Но раз уж все надзиратели, если можно так сказать, обречены находиться в видимых границах своих служебных мест обстоятельствами, то напрашивается вопрос: чем же они занимаются в свободное время в границах этого самого заведения?
Что ж… после четырех часов все заключенные запираются в камеры. В блоках остаются по два надзирателя, дежурящих до утра. Остальные отдыхают до того же утра так, как им это угодно. Чаще всего вне границах блока, но непременно на территории тюрьмы. Для сна и их отдыха существуют помещения наподобие комнат в общежитиях. В тюрьме Банг-Кванг, о которой идет речь, существует отличительная от других тюрем, высокая башня; в ней очень много не только спальных мест, но и различных комнат для отдыха и времяпровождения. Там надзиратели образуют группы по званиям и интересам и занимаются всем тем, чем все взрослые люди: болтовней, просмотром телевизионных программ и т. д. и т. п. Курят почти все. Занимаются спортом исключительно единицы, и на моей памяти было всего несколько человек, которые следили за своей физической формой. Есть такие, которые повышают своё образование, учась на заочном факультете, и, конечно, их подготовка к сессии проходит без напряжения. Как видите, занимаются все надзиратели в свободное время тем же, чем занимается большая часть человечества, то есть бездельем.

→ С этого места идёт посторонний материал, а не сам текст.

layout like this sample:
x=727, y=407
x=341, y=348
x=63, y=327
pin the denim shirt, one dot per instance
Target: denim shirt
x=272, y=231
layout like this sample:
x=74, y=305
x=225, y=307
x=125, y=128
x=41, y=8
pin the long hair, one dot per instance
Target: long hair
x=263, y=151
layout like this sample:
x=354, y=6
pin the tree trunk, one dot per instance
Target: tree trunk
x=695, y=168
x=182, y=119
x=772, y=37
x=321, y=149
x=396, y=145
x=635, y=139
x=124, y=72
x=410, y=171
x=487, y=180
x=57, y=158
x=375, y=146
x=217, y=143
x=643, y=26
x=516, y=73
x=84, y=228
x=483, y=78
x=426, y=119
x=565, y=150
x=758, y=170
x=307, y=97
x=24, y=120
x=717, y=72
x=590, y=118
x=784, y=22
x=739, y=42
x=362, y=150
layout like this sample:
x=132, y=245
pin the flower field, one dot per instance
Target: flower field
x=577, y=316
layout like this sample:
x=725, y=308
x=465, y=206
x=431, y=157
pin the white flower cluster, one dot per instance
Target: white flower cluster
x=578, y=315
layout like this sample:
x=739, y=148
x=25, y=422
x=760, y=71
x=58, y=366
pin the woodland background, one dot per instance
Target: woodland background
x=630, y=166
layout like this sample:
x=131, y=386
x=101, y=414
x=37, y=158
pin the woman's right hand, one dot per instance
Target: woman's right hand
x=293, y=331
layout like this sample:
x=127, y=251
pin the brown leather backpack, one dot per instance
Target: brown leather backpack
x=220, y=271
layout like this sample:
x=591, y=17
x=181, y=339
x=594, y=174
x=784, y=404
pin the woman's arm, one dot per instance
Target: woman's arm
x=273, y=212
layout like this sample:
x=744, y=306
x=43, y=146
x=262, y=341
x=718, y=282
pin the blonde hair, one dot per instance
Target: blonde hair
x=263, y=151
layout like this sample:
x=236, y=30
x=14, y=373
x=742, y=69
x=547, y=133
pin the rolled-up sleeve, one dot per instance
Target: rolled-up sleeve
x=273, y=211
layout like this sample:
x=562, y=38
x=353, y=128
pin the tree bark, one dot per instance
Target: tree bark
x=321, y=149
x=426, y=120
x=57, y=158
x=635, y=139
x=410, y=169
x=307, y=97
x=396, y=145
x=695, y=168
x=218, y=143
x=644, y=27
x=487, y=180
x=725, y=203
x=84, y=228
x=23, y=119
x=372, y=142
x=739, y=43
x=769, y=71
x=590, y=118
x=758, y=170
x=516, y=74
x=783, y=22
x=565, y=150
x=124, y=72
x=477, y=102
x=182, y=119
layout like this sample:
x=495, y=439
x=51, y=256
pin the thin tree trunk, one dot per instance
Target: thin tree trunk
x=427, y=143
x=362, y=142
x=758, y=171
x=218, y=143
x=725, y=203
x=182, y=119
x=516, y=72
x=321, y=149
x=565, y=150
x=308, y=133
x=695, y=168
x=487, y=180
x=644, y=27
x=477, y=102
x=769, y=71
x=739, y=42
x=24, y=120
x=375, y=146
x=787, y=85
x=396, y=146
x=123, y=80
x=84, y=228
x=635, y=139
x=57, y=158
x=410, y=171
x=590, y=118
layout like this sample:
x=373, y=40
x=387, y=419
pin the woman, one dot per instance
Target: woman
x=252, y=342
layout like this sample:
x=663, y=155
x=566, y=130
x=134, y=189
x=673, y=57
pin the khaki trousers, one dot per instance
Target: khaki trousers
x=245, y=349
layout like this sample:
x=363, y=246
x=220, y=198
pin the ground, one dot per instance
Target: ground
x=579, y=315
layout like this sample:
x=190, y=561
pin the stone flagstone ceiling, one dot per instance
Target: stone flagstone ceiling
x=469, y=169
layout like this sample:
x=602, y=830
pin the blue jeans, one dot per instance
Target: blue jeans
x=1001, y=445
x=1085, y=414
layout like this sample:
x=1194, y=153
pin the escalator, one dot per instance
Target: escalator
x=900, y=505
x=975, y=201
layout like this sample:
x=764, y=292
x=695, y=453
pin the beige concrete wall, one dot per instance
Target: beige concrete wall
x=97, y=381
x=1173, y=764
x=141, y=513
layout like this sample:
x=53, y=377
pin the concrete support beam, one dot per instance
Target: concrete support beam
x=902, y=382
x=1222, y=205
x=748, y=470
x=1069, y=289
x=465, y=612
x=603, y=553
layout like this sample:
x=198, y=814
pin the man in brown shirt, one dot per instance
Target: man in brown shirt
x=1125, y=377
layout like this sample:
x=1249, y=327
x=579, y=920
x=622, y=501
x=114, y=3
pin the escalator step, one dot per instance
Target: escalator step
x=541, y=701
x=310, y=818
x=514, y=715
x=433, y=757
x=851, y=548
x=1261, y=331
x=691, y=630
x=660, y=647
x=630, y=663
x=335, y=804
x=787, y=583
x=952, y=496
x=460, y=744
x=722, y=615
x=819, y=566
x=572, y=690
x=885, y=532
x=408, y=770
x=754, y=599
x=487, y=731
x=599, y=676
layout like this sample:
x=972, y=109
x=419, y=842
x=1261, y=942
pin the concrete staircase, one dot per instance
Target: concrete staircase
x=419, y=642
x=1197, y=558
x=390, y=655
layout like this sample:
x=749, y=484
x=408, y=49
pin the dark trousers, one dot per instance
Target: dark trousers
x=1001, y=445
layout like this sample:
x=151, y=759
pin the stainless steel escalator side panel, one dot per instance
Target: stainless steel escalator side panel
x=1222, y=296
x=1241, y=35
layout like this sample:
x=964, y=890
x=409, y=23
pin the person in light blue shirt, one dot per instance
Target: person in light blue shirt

Помимо того, что почти все надзиратели ночуют в тюрьме, среди них находятся даже такие, которые редко покидают территорию блоков. Это исключительные экземпляры, которые находят возможность обосноваться в каком-нибудь уголке – будь то кладовка или туалетная комната – и превратить его в жилье. Как я слышал, подобные надзиратели встречаются во многих тюрьмах. И для таких служащих, надеюсь, понятно: тюрьма это и работа, и дом родной.
Может быть, чтобы попасть в последнюю категорию, необходимо быть не адекватным к общественной, роевой жизни людей. Но также не стоит классифицировать это как болезнь или здоровье, а понять их отношение к жизни. Так как вполне возможно, что кажущееся нездоровье может являться, на самом деле, их здоровьем абсолютным. Вполне вероятно, что избегание времяпровождения с коллегами, на самом деле есть уклонение от пустой болтовни с вредными для физического и духовного здоровья последствиями.
Я помню одного пожилого худого офицера, который обосновался подобным образом в блоке №12. В этом блоке расположен тюремный госпиталь. Он выбрал себе узкую комнату под крышей, даже не знаю, зачем отстроенную, 1,5 метра на 3,5 и жил там как дома. К концу рабочего дня, то есть после двух и ближе к трем часам после полудня, он появлялся там и начинал хозяйничать. Для него, а это было заметно, трудовой день считался подходящим к концу, и он иногда снимал свой китель и совершал подготовку к ужину или отдыху. Иногда просто падал, не раздеваясь, на свою кровать, читал книгу или жевал какой-то фрукт, слушая свой транзистор. Он вообще не обращал внимания на проходящих мимо его жилья редких заключенных и даже тех, кто, с непривычки увидев «такого» первый раз, обалдело пялился.